Since religion and science don’t mix, why worry about the scientific accuracy of the Bible?

The short answer is that religion and science both make claims about what is true about our world and about life. So, if the holy book on which a religion is based makes claims about the world that science can study, we can assess the accuracy of those claims. The assertion that science and religion (and specifically, Christianity) don’t mix flows from a discredited view called the “conflict thesis.” According to this view, science and Christianity are two competing ways of looking at the world, and one can advance only if the other retreats.

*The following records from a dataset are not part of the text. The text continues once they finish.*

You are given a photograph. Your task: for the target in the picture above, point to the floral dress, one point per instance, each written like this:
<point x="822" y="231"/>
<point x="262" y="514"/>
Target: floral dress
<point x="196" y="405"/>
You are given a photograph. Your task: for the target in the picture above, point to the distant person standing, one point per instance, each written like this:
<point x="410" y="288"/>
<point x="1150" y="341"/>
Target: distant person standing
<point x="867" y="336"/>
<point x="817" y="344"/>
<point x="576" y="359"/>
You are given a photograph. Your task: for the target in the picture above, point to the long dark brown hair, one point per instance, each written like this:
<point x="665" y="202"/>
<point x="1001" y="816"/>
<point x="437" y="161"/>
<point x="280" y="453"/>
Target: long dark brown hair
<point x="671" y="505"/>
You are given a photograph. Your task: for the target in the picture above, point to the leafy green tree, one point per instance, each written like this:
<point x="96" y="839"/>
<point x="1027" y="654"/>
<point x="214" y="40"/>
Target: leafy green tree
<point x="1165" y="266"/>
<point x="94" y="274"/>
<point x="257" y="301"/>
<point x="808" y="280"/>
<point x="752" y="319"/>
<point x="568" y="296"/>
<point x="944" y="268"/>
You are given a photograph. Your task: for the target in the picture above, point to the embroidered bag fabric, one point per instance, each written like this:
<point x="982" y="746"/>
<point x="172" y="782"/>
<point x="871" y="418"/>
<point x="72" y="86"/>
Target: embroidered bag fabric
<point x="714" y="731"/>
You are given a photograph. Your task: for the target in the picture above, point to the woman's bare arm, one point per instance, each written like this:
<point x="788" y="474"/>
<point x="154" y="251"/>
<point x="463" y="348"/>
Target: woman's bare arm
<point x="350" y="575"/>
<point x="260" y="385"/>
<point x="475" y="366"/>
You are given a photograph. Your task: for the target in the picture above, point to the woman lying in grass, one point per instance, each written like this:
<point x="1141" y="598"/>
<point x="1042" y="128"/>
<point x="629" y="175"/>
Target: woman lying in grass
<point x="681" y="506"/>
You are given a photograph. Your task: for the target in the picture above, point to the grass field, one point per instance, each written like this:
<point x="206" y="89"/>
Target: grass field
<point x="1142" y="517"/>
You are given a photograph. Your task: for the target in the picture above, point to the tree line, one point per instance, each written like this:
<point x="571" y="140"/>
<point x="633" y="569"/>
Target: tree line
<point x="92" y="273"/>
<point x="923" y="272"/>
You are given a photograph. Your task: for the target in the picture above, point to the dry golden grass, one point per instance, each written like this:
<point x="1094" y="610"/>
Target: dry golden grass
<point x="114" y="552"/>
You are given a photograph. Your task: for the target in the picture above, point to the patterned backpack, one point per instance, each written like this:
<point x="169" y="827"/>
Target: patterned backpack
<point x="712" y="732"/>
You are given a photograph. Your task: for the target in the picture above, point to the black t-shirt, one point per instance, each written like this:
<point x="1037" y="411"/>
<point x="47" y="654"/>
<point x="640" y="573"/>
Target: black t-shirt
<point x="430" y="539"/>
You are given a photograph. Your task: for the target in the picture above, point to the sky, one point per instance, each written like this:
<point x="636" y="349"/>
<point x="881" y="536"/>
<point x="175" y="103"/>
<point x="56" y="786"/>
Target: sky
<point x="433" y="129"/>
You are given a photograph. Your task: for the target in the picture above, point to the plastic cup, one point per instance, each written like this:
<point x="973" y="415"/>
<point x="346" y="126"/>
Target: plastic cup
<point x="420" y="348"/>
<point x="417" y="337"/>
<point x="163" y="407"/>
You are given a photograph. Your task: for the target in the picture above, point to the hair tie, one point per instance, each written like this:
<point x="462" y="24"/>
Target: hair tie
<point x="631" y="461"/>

However, this popular portrayal of inherent discord doesn’t stand up to scrutiny. In fact, historians of science reject the conflict thesis in favor of a more complex interaction. In the book Science and Religion, Gary Ferngren describes the situation:

Although popular images of controversy continue to exemplify the supposed hostility of Christianity to new scientific theories, studies have shown that Christianity has often nurtured and encouraged scientific endeavor, while at other times the two have co-existed without either tension or attempts at harmonization. If Galileo and the Scopes trial come to mind as examples of conflict, they were exceptions rather than the rule.

Despite experts’ rejection of the conflict thesis, it still dominates popular thought, especially in Western society. This plight highlights the need for Christians to soundly defend the historic alliance between Christianity and science in the quest for a proper understanding of the realm in which we live.